Cohen, however, had questioned this assumption from the start. In a litany of research papers, he and his longtime collaborator Eric Erickson, Ph.D., laid out the evidence that varroa mites and other parasites must be eating something more nutritious than insect blood — a notoriously nutrient-poor substance — most likely by injecting digestive juices to dissolve tissue then sucking it back up. In the video below, recorded in 2006 or 2007, he explains this idea. “We’ve long known spiders feed that way,” he says. “For mites, that just wasn’t known.”
Cohen — and the bees — have been unfortunate victims of chain citation, but Ramsey’s paper redeems his nearly 40 years of research on parasitic and predatory insects and arachnids. When Ramsey and his then-Ph.D. adviser Dennis VanEngelsdorp, Ph.D., realized their work lined up with what Cohen had been saying all along, they contacted him to discuss their new work. Cohen was thrilled.

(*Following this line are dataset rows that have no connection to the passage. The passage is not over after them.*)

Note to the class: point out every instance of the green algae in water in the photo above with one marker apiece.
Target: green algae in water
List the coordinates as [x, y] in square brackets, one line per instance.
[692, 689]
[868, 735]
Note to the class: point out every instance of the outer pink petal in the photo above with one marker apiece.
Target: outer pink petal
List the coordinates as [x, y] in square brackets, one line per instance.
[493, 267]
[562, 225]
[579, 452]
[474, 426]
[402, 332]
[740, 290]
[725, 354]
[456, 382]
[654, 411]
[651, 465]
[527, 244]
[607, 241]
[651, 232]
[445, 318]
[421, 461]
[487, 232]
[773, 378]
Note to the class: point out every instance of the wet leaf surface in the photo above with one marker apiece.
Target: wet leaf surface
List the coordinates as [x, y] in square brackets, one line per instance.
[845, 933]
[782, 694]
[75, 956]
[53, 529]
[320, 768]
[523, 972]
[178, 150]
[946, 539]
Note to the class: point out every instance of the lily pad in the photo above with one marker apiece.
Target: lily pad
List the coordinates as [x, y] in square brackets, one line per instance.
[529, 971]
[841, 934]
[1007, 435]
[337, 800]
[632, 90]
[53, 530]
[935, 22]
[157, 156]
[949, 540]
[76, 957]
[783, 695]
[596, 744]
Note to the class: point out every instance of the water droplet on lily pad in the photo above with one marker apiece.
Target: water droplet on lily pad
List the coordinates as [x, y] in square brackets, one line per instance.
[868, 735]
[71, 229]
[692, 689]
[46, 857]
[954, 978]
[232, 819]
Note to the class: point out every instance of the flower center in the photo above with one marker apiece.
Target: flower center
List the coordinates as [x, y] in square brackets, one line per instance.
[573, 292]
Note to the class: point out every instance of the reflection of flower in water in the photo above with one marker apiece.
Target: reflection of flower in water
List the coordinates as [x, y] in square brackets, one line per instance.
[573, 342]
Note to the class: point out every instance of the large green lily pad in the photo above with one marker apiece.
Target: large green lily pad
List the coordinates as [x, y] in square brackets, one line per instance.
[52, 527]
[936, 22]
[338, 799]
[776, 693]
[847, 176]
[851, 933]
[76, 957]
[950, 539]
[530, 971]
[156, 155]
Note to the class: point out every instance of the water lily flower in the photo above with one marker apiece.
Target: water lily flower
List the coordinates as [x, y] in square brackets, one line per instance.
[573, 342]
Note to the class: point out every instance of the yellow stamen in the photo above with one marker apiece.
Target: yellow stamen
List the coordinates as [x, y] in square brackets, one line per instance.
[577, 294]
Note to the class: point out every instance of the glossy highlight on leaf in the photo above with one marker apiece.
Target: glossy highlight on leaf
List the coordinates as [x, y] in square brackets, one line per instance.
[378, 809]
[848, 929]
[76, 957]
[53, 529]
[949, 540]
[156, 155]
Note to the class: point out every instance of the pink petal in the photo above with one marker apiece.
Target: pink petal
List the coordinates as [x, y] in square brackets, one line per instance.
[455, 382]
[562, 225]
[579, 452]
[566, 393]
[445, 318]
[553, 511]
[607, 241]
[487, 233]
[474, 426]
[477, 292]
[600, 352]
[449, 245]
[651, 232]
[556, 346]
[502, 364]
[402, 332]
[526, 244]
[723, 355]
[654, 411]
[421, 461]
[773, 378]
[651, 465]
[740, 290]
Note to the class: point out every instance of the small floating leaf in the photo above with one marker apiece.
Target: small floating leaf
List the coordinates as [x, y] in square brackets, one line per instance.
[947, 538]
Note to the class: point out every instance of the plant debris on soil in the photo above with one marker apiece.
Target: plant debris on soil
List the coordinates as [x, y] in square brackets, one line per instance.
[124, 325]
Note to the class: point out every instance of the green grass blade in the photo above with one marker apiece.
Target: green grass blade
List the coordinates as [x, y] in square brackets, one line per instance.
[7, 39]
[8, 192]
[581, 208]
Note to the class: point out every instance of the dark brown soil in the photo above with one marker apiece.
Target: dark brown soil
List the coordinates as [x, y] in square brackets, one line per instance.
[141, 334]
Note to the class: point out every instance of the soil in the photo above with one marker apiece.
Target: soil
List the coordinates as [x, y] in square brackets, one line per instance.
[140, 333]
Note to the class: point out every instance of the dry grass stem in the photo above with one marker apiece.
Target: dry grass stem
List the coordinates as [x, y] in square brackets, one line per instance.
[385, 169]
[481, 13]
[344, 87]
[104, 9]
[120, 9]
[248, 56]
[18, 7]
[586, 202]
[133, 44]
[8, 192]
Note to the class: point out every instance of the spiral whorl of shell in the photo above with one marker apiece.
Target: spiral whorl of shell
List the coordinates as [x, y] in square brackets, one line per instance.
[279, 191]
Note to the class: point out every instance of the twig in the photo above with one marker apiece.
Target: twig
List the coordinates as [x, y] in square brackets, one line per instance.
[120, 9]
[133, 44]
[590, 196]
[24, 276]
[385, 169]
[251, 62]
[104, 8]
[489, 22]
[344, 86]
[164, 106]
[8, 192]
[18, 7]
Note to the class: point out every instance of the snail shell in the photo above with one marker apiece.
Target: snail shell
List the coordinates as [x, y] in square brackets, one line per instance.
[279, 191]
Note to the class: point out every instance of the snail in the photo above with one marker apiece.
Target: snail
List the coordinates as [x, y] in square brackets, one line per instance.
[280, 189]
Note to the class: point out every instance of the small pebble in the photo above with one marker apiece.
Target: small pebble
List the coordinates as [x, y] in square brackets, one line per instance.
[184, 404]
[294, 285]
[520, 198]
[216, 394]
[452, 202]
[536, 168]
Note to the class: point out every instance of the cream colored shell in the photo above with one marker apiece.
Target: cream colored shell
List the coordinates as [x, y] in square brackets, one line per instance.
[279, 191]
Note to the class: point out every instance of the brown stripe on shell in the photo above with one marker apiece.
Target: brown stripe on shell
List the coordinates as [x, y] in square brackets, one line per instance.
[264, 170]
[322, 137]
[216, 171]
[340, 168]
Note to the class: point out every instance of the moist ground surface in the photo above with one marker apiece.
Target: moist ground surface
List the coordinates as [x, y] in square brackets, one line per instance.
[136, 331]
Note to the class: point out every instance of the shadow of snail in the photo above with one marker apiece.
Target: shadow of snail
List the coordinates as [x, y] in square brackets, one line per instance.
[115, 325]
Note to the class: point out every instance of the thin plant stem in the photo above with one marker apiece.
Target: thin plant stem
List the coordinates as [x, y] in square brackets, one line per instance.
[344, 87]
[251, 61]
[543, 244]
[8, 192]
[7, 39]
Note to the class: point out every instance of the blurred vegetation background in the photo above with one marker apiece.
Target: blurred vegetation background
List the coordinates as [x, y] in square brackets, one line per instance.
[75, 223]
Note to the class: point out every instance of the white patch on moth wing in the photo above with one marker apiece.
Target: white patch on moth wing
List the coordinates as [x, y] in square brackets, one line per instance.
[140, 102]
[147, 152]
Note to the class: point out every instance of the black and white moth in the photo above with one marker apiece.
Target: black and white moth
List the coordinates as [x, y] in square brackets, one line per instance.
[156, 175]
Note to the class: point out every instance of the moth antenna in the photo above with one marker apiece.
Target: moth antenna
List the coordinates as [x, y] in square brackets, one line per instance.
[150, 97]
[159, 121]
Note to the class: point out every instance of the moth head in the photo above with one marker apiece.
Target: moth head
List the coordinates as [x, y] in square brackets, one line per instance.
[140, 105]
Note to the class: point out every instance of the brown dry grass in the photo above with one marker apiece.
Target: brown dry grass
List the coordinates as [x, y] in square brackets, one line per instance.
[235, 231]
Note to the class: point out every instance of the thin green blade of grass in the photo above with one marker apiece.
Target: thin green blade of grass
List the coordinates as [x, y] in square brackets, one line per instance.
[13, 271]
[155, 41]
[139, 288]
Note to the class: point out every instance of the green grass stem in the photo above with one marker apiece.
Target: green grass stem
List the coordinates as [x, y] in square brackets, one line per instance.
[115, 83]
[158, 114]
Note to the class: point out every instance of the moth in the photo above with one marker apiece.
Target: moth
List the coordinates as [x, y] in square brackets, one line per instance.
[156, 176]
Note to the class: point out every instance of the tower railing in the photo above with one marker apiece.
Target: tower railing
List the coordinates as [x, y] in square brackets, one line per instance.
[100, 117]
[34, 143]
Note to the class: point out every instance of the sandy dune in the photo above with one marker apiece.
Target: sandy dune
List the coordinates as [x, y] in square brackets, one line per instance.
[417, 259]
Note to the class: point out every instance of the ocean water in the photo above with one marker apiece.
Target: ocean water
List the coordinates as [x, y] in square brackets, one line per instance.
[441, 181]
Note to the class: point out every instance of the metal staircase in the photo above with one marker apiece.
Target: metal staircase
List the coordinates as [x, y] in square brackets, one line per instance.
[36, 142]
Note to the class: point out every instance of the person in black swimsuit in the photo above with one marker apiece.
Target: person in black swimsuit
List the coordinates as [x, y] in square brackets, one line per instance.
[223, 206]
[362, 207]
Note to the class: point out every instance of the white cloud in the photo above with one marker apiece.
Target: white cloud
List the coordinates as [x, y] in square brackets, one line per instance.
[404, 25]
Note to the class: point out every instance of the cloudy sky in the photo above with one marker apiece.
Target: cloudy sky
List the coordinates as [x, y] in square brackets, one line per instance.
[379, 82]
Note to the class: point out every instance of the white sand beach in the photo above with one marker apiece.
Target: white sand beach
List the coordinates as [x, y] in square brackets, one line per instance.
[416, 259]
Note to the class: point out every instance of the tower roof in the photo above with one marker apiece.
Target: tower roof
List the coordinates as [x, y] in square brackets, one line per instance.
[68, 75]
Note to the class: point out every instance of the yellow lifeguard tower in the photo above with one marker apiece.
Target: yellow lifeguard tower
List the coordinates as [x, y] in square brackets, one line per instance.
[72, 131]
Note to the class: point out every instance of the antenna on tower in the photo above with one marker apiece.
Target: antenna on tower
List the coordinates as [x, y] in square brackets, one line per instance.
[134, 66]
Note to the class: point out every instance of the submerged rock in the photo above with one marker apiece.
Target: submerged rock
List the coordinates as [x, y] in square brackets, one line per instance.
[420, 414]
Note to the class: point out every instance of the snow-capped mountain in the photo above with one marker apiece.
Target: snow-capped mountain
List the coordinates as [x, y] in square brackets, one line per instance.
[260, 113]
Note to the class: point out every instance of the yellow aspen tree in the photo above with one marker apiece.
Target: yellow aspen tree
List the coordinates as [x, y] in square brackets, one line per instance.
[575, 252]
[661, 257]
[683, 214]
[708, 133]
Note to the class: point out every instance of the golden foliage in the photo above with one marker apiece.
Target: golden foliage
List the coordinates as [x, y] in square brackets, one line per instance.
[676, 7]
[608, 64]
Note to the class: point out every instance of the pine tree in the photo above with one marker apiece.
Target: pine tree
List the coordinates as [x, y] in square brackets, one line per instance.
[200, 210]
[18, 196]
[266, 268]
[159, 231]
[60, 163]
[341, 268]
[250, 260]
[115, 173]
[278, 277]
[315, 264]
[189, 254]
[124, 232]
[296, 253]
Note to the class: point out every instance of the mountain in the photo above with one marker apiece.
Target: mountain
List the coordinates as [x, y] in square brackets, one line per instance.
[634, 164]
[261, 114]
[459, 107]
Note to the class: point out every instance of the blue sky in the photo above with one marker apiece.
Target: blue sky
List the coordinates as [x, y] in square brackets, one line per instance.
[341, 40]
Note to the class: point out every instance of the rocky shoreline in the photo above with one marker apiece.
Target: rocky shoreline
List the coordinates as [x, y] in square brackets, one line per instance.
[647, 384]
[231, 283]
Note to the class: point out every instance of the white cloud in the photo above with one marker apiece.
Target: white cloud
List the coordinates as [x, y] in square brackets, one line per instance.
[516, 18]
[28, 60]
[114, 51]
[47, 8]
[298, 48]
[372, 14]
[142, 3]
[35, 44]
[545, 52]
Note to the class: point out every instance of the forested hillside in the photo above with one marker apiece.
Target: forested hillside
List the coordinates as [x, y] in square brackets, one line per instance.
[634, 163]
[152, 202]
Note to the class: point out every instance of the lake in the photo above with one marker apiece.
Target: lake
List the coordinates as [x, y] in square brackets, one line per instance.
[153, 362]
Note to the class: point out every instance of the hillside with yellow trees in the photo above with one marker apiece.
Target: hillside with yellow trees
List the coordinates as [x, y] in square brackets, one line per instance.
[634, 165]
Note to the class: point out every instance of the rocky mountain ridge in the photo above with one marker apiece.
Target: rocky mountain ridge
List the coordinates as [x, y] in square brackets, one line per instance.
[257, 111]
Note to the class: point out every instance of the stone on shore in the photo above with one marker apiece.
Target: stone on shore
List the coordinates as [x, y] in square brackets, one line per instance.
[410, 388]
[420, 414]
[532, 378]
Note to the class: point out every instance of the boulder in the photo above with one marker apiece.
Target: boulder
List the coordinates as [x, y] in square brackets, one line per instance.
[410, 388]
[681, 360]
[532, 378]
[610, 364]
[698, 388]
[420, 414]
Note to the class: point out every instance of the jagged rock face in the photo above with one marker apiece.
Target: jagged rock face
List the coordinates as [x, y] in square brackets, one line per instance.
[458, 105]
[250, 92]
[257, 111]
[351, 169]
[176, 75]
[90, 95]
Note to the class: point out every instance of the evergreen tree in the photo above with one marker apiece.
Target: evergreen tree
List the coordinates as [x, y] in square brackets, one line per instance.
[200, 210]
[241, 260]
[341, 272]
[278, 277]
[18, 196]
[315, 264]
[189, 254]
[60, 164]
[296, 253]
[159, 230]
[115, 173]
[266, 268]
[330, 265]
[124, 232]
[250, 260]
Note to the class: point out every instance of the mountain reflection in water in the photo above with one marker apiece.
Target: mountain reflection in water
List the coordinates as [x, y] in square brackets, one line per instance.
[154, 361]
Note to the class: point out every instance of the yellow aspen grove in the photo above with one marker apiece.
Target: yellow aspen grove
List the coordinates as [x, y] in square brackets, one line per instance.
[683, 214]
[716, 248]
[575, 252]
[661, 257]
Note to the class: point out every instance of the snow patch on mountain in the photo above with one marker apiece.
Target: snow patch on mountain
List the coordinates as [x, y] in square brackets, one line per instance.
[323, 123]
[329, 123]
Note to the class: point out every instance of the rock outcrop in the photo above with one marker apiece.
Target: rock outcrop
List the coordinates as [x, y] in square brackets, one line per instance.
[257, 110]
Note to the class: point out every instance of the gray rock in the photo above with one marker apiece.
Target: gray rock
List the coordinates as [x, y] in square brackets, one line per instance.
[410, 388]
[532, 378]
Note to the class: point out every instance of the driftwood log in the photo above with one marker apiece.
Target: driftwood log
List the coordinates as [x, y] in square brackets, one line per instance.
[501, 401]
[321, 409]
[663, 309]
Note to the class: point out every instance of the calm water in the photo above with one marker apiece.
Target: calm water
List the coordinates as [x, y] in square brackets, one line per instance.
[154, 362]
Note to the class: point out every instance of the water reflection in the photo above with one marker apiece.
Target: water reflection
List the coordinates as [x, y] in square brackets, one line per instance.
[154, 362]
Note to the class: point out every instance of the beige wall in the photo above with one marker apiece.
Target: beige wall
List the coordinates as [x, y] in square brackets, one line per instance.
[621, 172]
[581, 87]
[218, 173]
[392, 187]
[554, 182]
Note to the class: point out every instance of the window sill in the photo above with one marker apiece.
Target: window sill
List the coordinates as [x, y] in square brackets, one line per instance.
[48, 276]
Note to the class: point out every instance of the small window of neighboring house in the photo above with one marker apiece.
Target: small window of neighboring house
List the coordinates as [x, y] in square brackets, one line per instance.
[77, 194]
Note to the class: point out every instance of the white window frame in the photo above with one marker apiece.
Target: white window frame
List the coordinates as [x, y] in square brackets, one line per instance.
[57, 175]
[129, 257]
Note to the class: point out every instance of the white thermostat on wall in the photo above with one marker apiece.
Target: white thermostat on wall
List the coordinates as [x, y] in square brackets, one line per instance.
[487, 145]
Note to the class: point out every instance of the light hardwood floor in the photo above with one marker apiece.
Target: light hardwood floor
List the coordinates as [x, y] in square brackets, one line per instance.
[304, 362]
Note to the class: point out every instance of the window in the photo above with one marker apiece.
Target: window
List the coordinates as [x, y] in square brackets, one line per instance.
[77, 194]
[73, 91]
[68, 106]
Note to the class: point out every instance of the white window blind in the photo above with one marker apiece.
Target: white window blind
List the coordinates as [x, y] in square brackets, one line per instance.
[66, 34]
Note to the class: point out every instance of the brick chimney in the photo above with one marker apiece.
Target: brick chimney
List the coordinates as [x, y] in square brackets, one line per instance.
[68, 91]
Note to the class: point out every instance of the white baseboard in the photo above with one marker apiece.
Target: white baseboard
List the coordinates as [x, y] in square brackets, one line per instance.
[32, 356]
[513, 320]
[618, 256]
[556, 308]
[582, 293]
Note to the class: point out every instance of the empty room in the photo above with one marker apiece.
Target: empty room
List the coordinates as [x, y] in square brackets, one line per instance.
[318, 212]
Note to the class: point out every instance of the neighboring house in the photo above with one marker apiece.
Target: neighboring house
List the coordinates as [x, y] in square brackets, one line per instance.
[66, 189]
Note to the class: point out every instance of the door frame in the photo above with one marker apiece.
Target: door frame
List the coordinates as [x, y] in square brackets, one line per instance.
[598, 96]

“He was really happy I could take it up and move some of this dogma out of the way,” recalls Ramsey. Cohen, who was pleased to finally have his idea publicly confirmed, eventually ended up as a co-author on the paper. He expressed his admiration and gratitude that they’d brought him in on the project.
“Samuel Ramsey is a class act. A lot of people will get ideas started from somewhere else, then cover it up, and make it look like they invented the wheel,” Cohen says. “He has been very honest and gracious about sharing responsibility, so I really do appreciate that.”
With this hypothesis confirmed once and for all, in a major scientific journal, Ramsey says he hopes scientists can use the information to come up with better systemic insecticides — a chemical that won’t harm the bee but will kill a mite who bites the bee, sort of like a dog’s flea pill.
Ramsey’s next steps will be to investigate another genus of bee parasites called the Tropilaelaps mite, which has recently expanded beyond its original range of Korea and China and been found in the Middle East. He and his colleagues hope that by studying this mite, US beekeepers and entomologists won’t be caught off-guard like they were with Varroa destructor.
“I’m trying to make sure that the fundamentals of this organism’s biology are accessible for us as researchers before it gets to the US,” he says. “Part of my work now is to make sure we don’t end up in the same situation that we did with varroa.”